Essay-Wettbewerb Weisheit

Für Sophia

Hommage auf die Inspiration/Weisheit

Ich schreibe dir einen Liebesbrief, seit sieben Jahren. Seit sieben Jahren versuche
ich, meine Ergriffenheit und das, was du mir bist, in Worte zu fassen.
Was fandst du bloß an mir; und warum lieb’ ich dich so sehr?
Weshalb suchen und lieben wir dich so zahlreich?


Warst du es nicht, die uns immer zur Seite stand; schon im Anfang.
Bist du nicht das Wort und die Inspiration selbst, meine kindlich spielende Muse?
Staunend beim Anblick deines Spiels wurde die Welt erschaffen – deinen Atem
hauchtest du in etwas ein, das dadurch Leben wurde.
Hier nur ein Gedicht für dich, du mein Sommervogel. Du, mein Lieblingskind.


„Wenn wir uns wundern,
schwebt ein Sommervogel
über dem leeren Stuhl“


Und so schwebst du; warst und bleibst du Wunder; Staunen und Spiel, absolute Selbstvergessenheit und das königliche – überm Abgrund – der Anfang unserer Liebe zu dir und deiner Liebe zu uns. Du schenkst den dich Liebenden einen Funken deiner selbst. Du treibst uns an zum Höchsten. Für die, die dich lieben, bist du mal Muse; bist du mal Taube; bist du Zen. Doch wenn wir rufen, wenn ich rufe: bist immer du und wenn wir lieben, lieben wir dich zahlreich.

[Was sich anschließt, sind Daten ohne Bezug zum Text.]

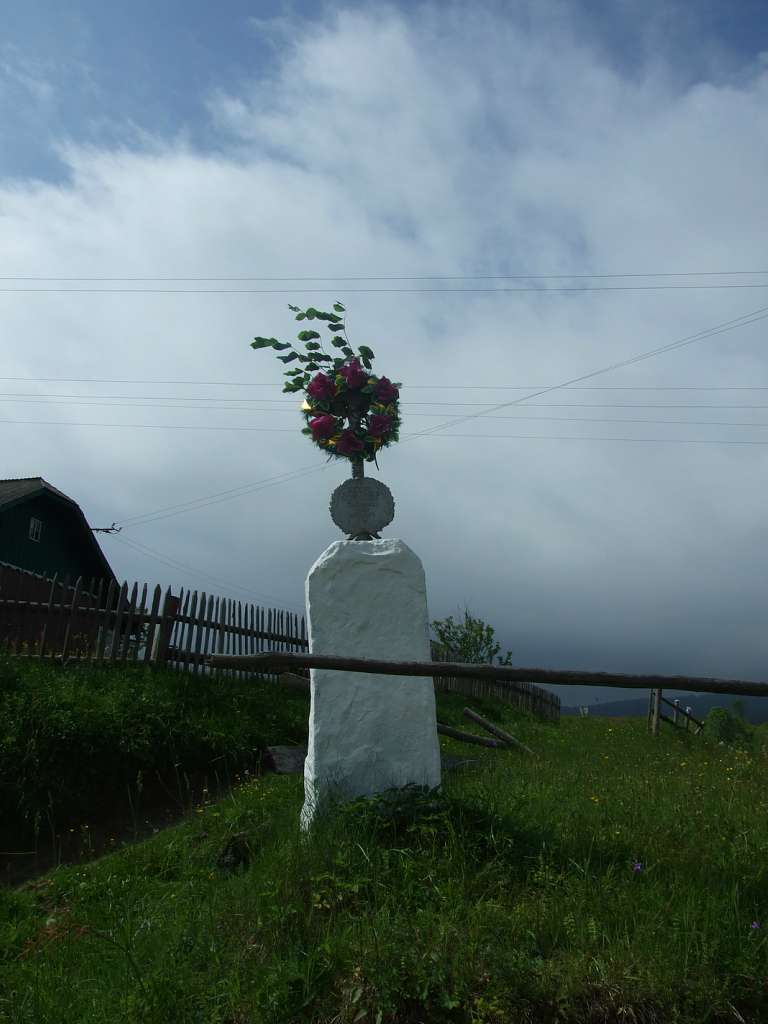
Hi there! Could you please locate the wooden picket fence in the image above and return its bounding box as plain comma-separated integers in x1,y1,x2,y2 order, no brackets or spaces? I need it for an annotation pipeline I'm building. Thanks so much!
431,642,560,722
0,565,309,680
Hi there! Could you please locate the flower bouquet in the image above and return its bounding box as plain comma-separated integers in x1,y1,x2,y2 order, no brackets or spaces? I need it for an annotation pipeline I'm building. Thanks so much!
251,302,402,475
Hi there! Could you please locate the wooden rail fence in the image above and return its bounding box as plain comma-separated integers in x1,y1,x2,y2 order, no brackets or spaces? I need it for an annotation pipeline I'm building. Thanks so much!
0,565,309,681
648,687,703,736
431,642,560,722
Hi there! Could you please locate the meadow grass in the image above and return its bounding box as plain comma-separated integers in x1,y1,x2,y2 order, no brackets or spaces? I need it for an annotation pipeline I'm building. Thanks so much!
0,655,768,1024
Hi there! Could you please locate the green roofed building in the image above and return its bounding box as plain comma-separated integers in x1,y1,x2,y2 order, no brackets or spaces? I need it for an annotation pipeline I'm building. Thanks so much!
0,476,117,586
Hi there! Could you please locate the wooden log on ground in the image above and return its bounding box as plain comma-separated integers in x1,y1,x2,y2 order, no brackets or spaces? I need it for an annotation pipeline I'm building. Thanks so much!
464,708,534,755
437,722,509,750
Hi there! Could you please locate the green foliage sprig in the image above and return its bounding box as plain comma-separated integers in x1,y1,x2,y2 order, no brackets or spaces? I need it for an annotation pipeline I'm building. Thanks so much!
251,302,402,466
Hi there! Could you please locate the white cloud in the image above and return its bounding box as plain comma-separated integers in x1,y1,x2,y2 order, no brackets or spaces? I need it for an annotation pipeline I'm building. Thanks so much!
0,6,768,701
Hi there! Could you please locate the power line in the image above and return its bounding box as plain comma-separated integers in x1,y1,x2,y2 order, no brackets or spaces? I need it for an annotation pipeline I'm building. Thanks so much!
118,463,328,526
6,414,768,444
109,537,304,614
11,299,768,525
0,270,768,282
7,395,768,409
0,282,768,295
0,377,768,389
404,306,768,441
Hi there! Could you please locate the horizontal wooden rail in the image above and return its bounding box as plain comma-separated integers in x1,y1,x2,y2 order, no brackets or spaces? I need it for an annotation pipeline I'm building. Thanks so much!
437,722,510,750
209,651,768,697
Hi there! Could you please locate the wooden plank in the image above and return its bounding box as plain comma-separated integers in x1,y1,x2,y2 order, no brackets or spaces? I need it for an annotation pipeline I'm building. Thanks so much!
184,590,200,672
437,722,509,750
131,584,147,665
191,591,208,676
463,708,534,754
152,587,178,667
263,746,481,775
109,580,128,664
202,652,768,696
120,581,138,662
40,572,58,657
200,594,214,674
61,577,83,662
143,584,161,665
95,580,116,665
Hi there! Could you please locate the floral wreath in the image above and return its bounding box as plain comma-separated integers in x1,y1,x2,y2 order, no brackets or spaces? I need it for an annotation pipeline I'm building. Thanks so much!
251,302,402,468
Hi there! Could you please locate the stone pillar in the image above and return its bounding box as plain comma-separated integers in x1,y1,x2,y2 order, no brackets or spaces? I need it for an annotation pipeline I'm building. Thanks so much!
301,539,440,828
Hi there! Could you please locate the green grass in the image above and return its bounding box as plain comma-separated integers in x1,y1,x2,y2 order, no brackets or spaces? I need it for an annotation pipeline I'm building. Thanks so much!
0,655,768,1024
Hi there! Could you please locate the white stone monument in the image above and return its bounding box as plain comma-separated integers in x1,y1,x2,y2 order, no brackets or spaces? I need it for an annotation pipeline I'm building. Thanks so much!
301,461,440,828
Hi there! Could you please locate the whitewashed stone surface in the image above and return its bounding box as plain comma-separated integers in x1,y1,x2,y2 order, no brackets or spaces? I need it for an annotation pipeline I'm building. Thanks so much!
301,538,440,828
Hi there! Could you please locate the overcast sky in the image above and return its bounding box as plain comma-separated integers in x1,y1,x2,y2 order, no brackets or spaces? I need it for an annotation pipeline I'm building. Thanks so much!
0,0,768,705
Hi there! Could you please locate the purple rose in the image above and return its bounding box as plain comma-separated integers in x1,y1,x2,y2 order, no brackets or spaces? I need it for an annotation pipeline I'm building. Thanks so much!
339,359,368,391
309,416,337,440
368,413,392,437
336,430,365,455
306,374,336,401
374,377,400,406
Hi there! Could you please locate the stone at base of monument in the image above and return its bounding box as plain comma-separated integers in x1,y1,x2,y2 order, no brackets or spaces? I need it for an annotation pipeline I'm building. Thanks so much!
301,539,440,828
264,746,480,775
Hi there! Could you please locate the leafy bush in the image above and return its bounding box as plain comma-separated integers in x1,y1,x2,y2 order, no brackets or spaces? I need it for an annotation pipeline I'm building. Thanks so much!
703,708,754,751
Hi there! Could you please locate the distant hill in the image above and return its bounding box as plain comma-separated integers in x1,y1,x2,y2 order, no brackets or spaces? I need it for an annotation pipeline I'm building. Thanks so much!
560,693,768,725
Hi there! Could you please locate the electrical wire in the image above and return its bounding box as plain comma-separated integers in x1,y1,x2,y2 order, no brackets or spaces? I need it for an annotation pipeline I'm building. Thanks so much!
404,306,768,441
0,282,768,295
7,307,768,524
0,377,768,389
0,270,768,282
110,535,304,615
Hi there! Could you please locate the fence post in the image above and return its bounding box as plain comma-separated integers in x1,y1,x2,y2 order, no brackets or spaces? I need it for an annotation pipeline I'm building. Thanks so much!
650,689,662,736
152,587,178,665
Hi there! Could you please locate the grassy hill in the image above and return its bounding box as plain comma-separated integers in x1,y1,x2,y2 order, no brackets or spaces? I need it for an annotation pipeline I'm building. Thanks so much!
0,662,768,1024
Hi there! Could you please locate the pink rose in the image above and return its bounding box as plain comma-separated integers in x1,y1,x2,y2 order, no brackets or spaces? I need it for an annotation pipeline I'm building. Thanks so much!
309,416,337,440
368,414,392,437
339,359,368,391
374,377,399,406
336,430,365,455
306,374,336,401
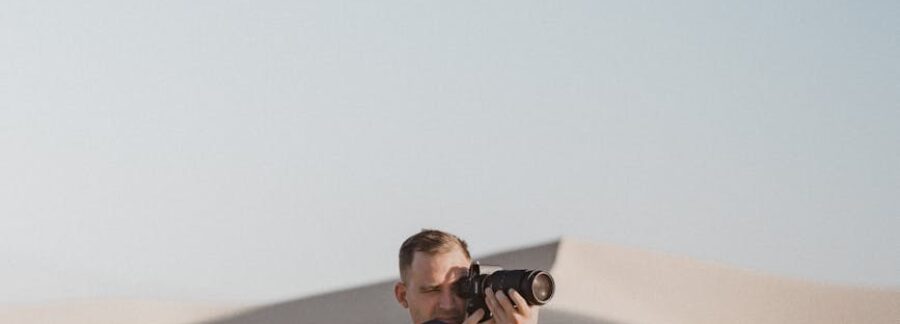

Ich schreibe dir einen Liebesbrief seit sieben Jahren und werde dem nicht gerecht, was du bist, nicht, indem ich versuche, dich in Worte zu fassen; mein Brief bleibt kalt
und leer und leblos im Vergleich zu dem Glühen, das mich erfasst, wenn du von mir Besitz ergreifst. Und wenn du mich verlässt: Schroff ist der Aufprall. Nimmermehr
dich halten. Und auch nicht denken oder fragen, wer du wirklich bist: Wir sollen uns doch kein Bild machen.


Kein Wort geht auf in deiner Flamme; jeder Begriff bleibt bloße Annäherung und doch so sagt man, haben wir Wege gefunden, uns deiner Schönheit zu nähern.


Wir bleiben Kinder, die nie verlernen, nach dir zu fragen. Wir wissen dabei um den schmalen Grat zu unserer eigenen Torheit – erkennen sie bei deinem Anblick
beschämt. Du bist der Spiegel, der unsere Narrheit entlarvt. Doch das Glück, dir einmal nah gewesen, einmal von dir geküsst worden zu sein, verlässt den nicht, der dich einmal erfuhr und so streben wir wieder in deine Nähe. Auf dem Weg zu dir bleibt aufs schmerzlichste deine Abwesenheit präsent, denn der Weg bedeutet nicht das Ziel; bedeutet, dich zu denken, und weil das Denken selbst immer Distanz zu seinem Objekt wahrt, bleibst du stets dabei fern. Ist es nicht närrisch, es überhaupt zu versuchen?


Denn du, liebe S., bist das Unvorstellbare, das nicht Erzwingbare. Du, liebe S., du bist das immer Unerwartete. Bist mein Absolutes. Du bist das, was ich fand unter dem leblosen Stein. Die Verzauberung; der Musenkuss, der nie zu spät zu denen kommt, die offen bleiben. Ohne diese Offenheit bleibt jedes Streben zwecklos; und ja, es ist ein Ergriffenwerden von einem Augenblick, in dem das Denken schweigt. In dem nur das Hier und Jetzt geschieht – genau das geschieht jenen, die dich lieben, und sie fürchten sich nicht, ohne Vergangenheit und Zukunft zu sein; ruhen aufgehoben in deiner kugelrunden Hand.


Nenne es, nur das Eine zu sein, ohne noch ein Wort zu finden; ohne die zerpflückenden Mühen des Verstandes einfach: in und mit dir zu sein, schimmernd. Die Wege zu dir, das sind zahlreiche Schulen, aber es bedeutet auch, jede Schule; jeden Weg wieder zu verlassen. Denn die Welt, verhaftet dem Irrtum. Doch du, S., du schwebst über allem und bleibst uns – höchstes Ziel und höchste Liebe! So schreibe ich dir einen Liebesbrief; immer und immer wieder schreibe ich dir: der Einen.